En cuarentena, el deporte mundial tiene la oportunidad para responder en el corto plazo a una pregunta que debió plantearse hace algunos años: ¿cuál será su viejo papel en el nuevo mundo? Como no había sucedido nunca, la pandemia arrinconó cada espacio, tiempo y movimiento, que ídolos y equipos ocupaban en nuestras vidas. De un día para otro los deportes fueron colocados en el cajón de las cosas secundarias: hay mucho de qué preocuparse como para pensar en ellos, sin embargo, se extrañan. Sin importar la perspectiva que cada uno de nosotros les demos, los deportes y sus deportistas han sido fieles acompañantes de sus aficionados.

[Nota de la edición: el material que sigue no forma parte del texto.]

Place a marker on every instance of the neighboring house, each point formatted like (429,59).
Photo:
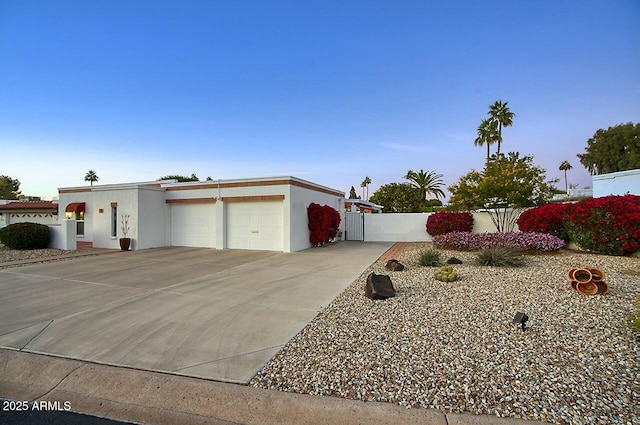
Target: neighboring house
(43,212)
(358,205)
(261,213)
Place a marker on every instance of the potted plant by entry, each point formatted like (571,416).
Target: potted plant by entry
(125,242)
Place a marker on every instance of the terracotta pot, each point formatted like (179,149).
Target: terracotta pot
(603,287)
(582,275)
(125,243)
(587,288)
(597,274)
(574,285)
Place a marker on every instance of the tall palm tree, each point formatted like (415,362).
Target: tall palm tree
(565,166)
(487,134)
(365,183)
(500,112)
(91,177)
(428,182)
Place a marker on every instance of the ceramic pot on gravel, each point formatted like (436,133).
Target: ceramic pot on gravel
(597,275)
(582,275)
(603,287)
(125,243)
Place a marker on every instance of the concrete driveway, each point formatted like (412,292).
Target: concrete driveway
(192,311)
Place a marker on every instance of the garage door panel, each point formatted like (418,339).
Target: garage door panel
(193,225)
(255,225)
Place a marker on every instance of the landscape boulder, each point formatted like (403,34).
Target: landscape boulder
(394,266)
(379,287)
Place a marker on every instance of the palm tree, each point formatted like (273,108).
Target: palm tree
(500,113)
(487,134)
(565,166)
(428,182)
(365,183)
(91,177)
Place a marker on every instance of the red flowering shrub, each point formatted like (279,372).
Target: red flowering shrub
(609,225)
(545,219)
(324,222)
(444,222)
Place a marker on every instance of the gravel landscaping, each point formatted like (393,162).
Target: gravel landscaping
(452,346)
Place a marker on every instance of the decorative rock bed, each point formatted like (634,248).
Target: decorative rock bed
(452,345)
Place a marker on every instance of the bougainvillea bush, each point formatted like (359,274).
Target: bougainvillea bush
(324,222)
(467,241)
(446,222)
(608,225)
(545,219)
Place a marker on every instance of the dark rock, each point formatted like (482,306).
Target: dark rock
(394,266)
(379,287)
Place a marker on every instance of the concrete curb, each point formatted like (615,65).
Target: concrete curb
(156,398)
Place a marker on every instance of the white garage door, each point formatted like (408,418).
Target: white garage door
(255,225)
(193,225)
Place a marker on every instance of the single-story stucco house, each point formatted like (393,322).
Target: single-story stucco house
(260,213)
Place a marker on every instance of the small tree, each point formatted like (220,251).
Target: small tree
(9,188)
(365,184)
(614,149)
(397,197)
(426,183)
(565,166)
(507,185)
(91,177)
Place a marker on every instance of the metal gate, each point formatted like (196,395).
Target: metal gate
(354,226)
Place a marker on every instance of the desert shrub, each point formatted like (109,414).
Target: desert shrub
(545,219)
(324,222)
(25,236)
(429,257)
(467,241)
(608,225)
(446,222)
(500,256)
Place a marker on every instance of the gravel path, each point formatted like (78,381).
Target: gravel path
(452,346)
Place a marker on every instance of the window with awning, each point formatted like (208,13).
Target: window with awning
(75,207)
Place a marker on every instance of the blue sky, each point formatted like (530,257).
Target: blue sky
(328,91)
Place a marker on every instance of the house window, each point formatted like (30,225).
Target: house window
(114,220)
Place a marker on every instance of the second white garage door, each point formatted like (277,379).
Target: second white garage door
(255,225)
(193,225)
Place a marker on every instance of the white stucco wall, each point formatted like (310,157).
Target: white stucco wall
(619,183)
(405,227)
(152,228)
(299,201)
(412,227)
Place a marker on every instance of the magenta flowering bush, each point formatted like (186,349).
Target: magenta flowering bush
(467,241)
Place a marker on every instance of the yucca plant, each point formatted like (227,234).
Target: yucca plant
(499,256)
(429,257)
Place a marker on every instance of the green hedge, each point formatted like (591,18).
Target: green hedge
(25,236)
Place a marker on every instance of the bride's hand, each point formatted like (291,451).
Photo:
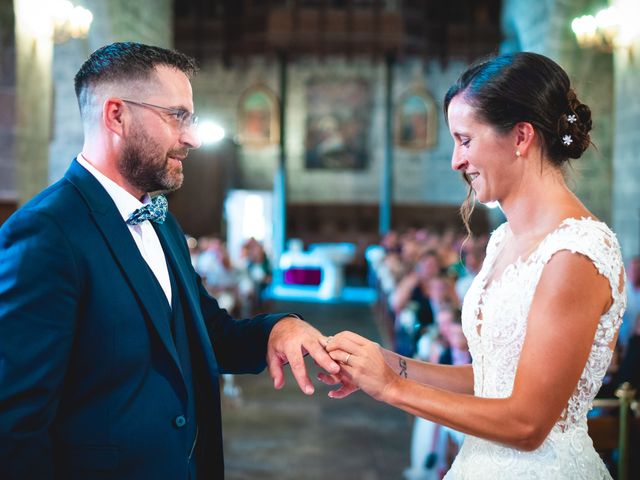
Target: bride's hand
(347,387)
(362,365)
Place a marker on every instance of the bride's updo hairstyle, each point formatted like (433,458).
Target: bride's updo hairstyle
(526,87)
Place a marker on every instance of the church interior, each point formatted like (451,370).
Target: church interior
(324,177)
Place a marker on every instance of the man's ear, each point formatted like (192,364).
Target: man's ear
(114,115)
(524,137)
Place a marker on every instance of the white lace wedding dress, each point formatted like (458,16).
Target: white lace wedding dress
(494,319)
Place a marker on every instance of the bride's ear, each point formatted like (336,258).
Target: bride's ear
(524,134)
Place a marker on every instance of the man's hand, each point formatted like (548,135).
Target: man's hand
(290,340)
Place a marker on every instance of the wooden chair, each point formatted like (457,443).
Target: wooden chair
(613,431)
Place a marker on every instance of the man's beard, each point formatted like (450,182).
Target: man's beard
(145,165)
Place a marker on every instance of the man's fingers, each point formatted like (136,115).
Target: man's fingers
(343,343)
(276,371)
(352,337)
(322,358)
(299,370)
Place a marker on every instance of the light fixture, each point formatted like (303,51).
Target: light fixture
(69,21)
(210,132)
(610,28)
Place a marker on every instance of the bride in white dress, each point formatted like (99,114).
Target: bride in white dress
(542,315)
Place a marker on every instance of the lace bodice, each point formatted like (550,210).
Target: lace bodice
(494,318)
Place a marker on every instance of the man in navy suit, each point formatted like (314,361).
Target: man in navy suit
(110,348)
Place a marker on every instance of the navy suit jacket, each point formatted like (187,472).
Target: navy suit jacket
(90,382)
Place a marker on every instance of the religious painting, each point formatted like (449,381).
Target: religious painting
(258,117)
(337,125)
(416,120)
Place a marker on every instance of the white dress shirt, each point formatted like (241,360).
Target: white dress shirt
(143,234)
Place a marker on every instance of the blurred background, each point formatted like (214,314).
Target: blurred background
(324,185)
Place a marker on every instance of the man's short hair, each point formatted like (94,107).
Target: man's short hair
(127,62)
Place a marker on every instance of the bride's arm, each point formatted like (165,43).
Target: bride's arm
(458,378)
(570,298)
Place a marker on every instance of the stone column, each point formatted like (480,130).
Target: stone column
(34,54)
(626,142)
(8,191)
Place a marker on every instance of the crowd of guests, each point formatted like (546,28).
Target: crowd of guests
(422,277)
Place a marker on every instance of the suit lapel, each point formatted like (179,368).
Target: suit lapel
(125,252)
(183,272)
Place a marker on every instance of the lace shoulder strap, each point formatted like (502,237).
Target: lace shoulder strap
(496,238)
(592,239)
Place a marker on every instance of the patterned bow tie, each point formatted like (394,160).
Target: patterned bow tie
(155,211)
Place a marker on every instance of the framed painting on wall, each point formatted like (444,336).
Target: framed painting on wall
(258,117)
(416,120)
(337,125)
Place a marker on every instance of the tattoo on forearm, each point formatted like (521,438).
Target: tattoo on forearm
(403,367)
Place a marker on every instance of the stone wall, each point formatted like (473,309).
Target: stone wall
(419,176)
(8,190)
(626,148)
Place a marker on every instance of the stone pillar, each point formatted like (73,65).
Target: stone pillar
(8,190)
(626,145)
(34,54)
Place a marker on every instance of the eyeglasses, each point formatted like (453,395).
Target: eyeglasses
(185,118)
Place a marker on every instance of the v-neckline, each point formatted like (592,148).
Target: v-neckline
(519,261)
(515,265)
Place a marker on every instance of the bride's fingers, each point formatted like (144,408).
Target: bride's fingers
(328,379)
(343,344)
(343,391)
(352,337)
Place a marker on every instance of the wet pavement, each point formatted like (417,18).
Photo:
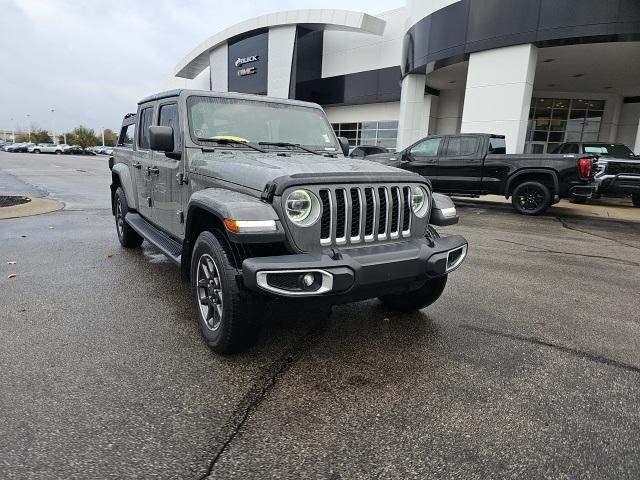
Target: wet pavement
(527,367)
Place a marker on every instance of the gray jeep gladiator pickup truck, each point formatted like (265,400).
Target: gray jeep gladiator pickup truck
(254,199)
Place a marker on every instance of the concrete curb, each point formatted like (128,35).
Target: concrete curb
(37,206)
(565,209)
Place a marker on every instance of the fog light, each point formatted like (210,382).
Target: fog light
(308,279)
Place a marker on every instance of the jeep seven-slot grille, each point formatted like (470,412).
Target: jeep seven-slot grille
(353,215)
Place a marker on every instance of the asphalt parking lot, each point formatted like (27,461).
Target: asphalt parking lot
(527,367)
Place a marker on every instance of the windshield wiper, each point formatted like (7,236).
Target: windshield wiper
(288,144)
(224,141)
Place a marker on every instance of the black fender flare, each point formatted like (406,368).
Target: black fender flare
(526,171)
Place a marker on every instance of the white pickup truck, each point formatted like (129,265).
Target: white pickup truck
(47,148)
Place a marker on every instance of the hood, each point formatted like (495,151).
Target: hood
(255,170)
(389,159)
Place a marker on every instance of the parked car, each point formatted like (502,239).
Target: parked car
(20,147)
(476,164)
(251,217)
(73,150)
(617,169)
(362,151)
(46,148)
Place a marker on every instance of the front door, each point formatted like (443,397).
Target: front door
(141,164)
(460,166)
(167,188)
(422,158)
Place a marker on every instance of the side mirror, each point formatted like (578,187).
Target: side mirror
(443,211)
(161,138)
(344,143)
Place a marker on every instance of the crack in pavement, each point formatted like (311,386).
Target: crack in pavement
(562,348)
(261,387)
(535,249)
(569,227)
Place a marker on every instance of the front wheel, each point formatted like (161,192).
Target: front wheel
(416,299)
(531,198)
(227,314)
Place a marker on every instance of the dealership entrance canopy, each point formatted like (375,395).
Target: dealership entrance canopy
(538,71)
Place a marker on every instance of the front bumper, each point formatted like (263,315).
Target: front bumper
(618,184)
(356,273)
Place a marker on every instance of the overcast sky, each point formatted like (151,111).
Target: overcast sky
(92,60)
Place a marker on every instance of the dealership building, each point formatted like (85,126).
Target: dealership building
(540,72)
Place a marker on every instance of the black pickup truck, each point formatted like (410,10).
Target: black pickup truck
(476,164)
(617,173)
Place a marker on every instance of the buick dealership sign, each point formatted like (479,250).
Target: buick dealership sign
(245,60)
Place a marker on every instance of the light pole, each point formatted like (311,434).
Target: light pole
(53,126)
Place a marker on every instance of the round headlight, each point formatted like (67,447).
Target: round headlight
(300,205)
(419,201)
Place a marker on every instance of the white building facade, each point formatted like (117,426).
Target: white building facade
(540,72)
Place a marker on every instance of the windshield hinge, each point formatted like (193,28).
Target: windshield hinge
(269,192)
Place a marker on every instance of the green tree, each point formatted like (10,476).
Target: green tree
(83,136)
(40,135)
(110,137)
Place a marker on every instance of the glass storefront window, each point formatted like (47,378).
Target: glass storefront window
(382,133)
(556,120)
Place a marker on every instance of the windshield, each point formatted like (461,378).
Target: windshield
(256,121)
(613,150)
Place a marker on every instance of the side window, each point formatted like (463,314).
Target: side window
(461,146)
(169,118)
(127,136)
(427,148)
(145,122)
(571,148)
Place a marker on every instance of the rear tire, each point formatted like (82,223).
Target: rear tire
(416,299)
(531,198)
(128,237)
(227,314)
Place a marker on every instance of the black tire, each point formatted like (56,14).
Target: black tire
(416,299)
(128,237)
(531,198)
(227,314)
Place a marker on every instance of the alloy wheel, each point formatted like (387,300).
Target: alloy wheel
(531,198)
(209,291)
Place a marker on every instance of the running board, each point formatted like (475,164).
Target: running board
(154,235)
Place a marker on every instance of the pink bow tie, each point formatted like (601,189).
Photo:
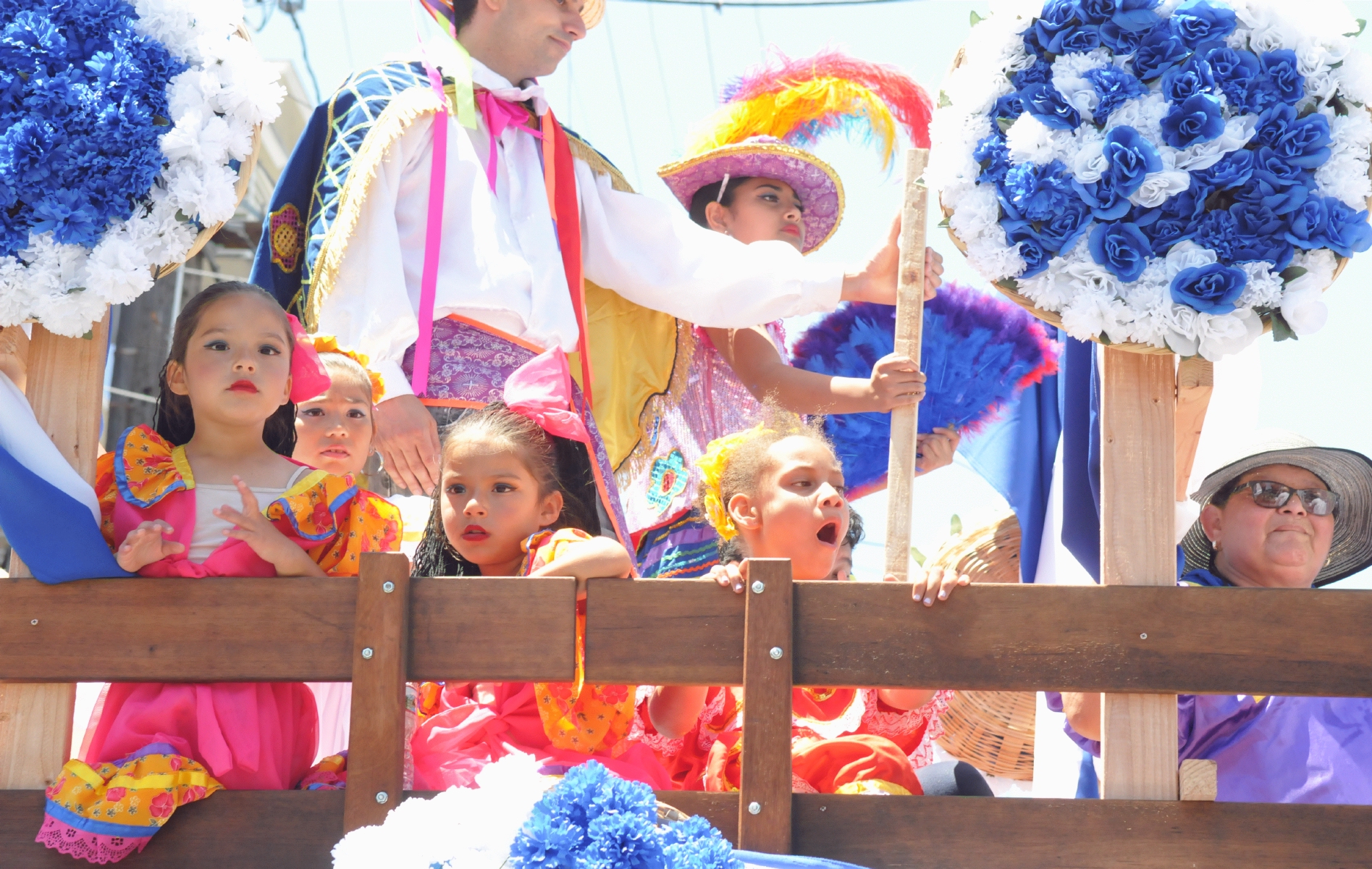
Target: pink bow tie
(500,114)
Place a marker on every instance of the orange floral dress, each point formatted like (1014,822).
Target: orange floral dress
(467,725)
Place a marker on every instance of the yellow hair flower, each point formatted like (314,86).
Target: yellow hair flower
(712,464)
(328,343)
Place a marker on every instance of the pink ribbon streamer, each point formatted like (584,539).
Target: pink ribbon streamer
(541,390)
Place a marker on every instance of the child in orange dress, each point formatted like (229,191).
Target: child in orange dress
(502,510)
(778,490)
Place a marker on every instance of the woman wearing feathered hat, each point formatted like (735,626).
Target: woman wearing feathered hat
(1281,513)
(746,176)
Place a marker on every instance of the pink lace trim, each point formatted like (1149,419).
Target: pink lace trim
(91,847)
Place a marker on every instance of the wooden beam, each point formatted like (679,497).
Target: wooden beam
(376,734)
(765,781)
(1195,385)
(66,379)
(996,637)
(910,322)
(297,828)
(1139,732)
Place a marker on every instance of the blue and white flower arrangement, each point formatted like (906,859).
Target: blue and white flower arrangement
(1168,173)
(122,128)
(519,818)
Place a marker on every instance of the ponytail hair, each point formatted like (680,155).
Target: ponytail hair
(174,419)
(557,464)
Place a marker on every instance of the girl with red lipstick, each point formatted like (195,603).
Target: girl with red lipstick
(213,492)
(508,505)
(778,490)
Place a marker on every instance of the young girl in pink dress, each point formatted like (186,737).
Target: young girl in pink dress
(505,510)
(211,492)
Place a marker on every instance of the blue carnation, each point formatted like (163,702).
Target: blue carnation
(1232,171)
(1280,69)
(1158,52)
(993,157)
(1198,21)
(1129,158)
(1123,249)
(1209,289)
(1346,230)
(1308,224)
(1198,118)
(1116,87)
(1047,104)
(1187,80)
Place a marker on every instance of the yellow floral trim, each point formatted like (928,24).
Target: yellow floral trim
(712,464)
(328,343)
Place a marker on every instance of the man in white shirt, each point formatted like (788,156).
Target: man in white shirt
(500,264)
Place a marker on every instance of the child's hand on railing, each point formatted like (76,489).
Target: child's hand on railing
(933,582)
(144,545)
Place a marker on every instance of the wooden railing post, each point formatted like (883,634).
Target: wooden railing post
(1137,404)
(66,377)
(380,645)
(769,657)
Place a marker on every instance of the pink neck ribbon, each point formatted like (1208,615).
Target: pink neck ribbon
(500,114)
(541,390)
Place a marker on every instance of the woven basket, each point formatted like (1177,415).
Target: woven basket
(1050,317)
(240,190)
(990,729)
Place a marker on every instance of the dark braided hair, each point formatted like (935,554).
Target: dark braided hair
(174,419)
(559,464)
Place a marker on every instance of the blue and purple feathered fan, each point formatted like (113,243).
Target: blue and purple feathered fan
(979,352)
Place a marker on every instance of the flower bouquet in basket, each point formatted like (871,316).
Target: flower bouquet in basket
(127,136)
(1160,175)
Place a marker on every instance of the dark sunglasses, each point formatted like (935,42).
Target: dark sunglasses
(1267,493)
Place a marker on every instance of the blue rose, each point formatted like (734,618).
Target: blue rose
(1197,118)
(1280,69)
(1158,52)
(1120,40)
(1346,231)
(1209,289)
(1047,104)
(1036,193)
(1123,249)
(1036,75)
(1009,106)
(1129,158)
(1187,80)
(1198,21)
(1232,171)
(1062,231)
(1305,142)
(1116,87)
(1031,248)
(993,157)
(1308,224)
(1106,201)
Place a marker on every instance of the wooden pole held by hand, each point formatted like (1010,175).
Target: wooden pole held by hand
(910,319)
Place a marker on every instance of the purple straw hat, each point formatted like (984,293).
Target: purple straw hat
(814,180)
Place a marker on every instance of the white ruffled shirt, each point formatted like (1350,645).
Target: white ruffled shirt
(500,261)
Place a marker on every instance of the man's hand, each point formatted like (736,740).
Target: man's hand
(408,438)
(875,282)
(144,545)
(257,532)
(896,382)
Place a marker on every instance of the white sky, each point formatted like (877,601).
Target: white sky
(649,72)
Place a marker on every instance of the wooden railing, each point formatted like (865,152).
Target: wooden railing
(1114,639)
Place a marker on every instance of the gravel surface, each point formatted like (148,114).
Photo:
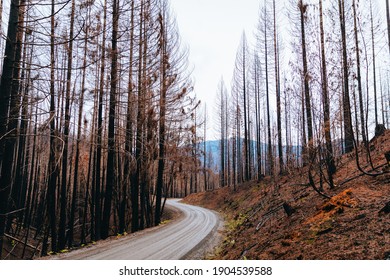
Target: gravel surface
(190,236)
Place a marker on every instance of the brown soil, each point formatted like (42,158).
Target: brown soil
(351,225)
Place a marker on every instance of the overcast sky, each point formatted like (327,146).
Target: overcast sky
(212,30)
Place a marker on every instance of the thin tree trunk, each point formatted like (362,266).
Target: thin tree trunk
(348,130)
(359,76)
(63,198)
(110,177)
(330,163)
(306,78)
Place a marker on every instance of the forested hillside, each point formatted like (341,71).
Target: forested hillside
(286,218)
(97,120)
(101,122)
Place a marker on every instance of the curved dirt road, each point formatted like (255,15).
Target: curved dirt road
(176,240)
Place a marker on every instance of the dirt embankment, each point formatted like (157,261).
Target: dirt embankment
(354,224)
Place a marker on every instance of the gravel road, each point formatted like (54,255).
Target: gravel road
(188,237)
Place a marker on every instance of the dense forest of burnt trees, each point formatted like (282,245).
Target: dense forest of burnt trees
(313,86)
(98,121)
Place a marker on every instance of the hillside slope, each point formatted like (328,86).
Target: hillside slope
(354,224)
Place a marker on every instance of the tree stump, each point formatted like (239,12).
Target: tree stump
(387,156)
(380,129)
(386,209)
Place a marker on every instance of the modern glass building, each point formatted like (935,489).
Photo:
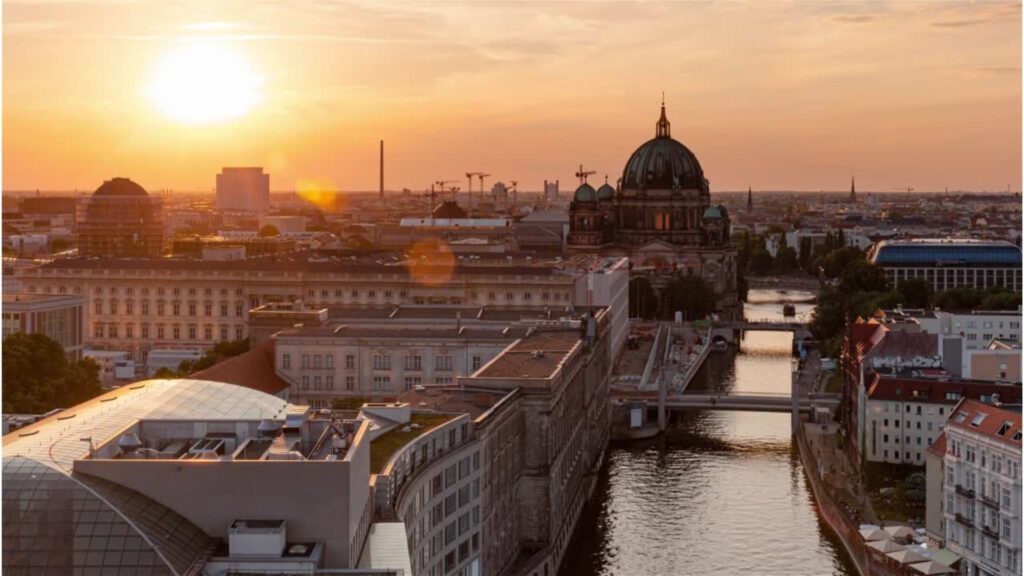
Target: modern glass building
(948,263)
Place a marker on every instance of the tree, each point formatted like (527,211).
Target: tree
(689,294)
(38,377)
(643,299)
(916,292)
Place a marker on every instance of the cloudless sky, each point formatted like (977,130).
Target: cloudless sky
(781,95)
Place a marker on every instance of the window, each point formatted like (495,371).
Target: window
(442,363)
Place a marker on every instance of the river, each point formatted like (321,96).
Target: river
(723,492)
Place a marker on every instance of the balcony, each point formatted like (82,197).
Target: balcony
(965,491)
(964,520)
(989,501)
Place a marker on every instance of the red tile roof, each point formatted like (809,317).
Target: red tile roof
(253,369)
(995,420)
(934,392)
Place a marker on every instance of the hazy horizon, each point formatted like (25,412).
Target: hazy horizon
(779,96)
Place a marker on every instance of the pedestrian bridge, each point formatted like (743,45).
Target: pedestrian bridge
(749,402)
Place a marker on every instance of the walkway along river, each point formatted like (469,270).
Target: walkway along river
(721,493)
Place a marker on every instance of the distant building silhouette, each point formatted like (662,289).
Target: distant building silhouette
(244,189)
(121,219)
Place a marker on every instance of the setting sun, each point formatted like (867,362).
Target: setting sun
(204,83)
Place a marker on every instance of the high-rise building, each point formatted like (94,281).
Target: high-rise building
(121,219)
(244,189)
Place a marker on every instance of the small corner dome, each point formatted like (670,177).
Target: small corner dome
(585,193)
(712,212)
(120,187)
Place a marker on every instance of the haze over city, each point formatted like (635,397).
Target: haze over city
(779,96)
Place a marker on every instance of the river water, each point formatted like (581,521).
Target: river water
(723,493)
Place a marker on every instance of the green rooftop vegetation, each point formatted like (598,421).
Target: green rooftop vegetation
(384,446)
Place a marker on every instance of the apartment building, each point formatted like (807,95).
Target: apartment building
(904,416)
(982,488)
(136,304)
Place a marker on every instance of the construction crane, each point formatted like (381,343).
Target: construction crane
(469,188)
(481,175)
(582,174)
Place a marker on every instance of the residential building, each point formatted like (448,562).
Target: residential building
(948,263)
(904,416)
(982,488)
(120,219)
(58,317)
(140,303)
(244,190)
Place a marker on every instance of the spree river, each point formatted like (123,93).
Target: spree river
(722,492)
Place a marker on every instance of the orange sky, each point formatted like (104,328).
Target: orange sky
(796,95)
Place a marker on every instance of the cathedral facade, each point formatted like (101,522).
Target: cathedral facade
(660,215)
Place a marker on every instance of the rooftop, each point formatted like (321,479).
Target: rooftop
(539,356)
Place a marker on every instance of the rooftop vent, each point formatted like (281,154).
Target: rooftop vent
(129,443)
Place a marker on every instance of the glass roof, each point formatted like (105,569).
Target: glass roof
(57,441)
(931,254)
(79,525)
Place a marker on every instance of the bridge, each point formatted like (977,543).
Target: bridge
(744,402)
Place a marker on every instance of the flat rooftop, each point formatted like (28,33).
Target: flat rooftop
(539,356)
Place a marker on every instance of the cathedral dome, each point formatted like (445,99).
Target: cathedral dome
(664,163)
(585,193)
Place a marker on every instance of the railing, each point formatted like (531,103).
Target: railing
(965,491)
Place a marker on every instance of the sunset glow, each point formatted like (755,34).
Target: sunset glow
(203,83)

Antes que otra cosa, son un desahogo, un lugar para olvidar, un salida para escapar, una imagen que admirar, un momento para compartir, un pretexto para hablar y un motivo de reunión. Por encima de su propio negocio, los deportes son todas esas razones que los volvieron parte de una familia.
Su verdadera grandeza ha estado en la vida diaria: ese estado de las cosas que se ha derrumbado en las últimas semanas. De esa rutina que nos acosaba como civiles, los deportes nos salvaban como aficionados; era un buen trato. Llena de complicidad, la estrecha relación que hemos mantenido con ellos los convirtió en un territorio común para millones de personas.
Aunque muchos lo consideren banal, el deporte ha sido uno de los principales adhesivos sociales del planeta. Su ausencia influye en el ánimo de sus seguidores que, desde el cautiverio al que nos ha sometido el virus, los miramos de lejos como si hubieran existido en épocas pasadas: hay días en los que Nadal y Messi me parecen atletas antiguos, de otro siglo.
Cuando esto termine el deporte tendrá que reconfigurarse. De la misma forma que cada uno de nosotros enfrentará un profundo impacto en nuestra escala de valores, las organizaciones deportivas y los deportistas encontrarán la raíz de la suya.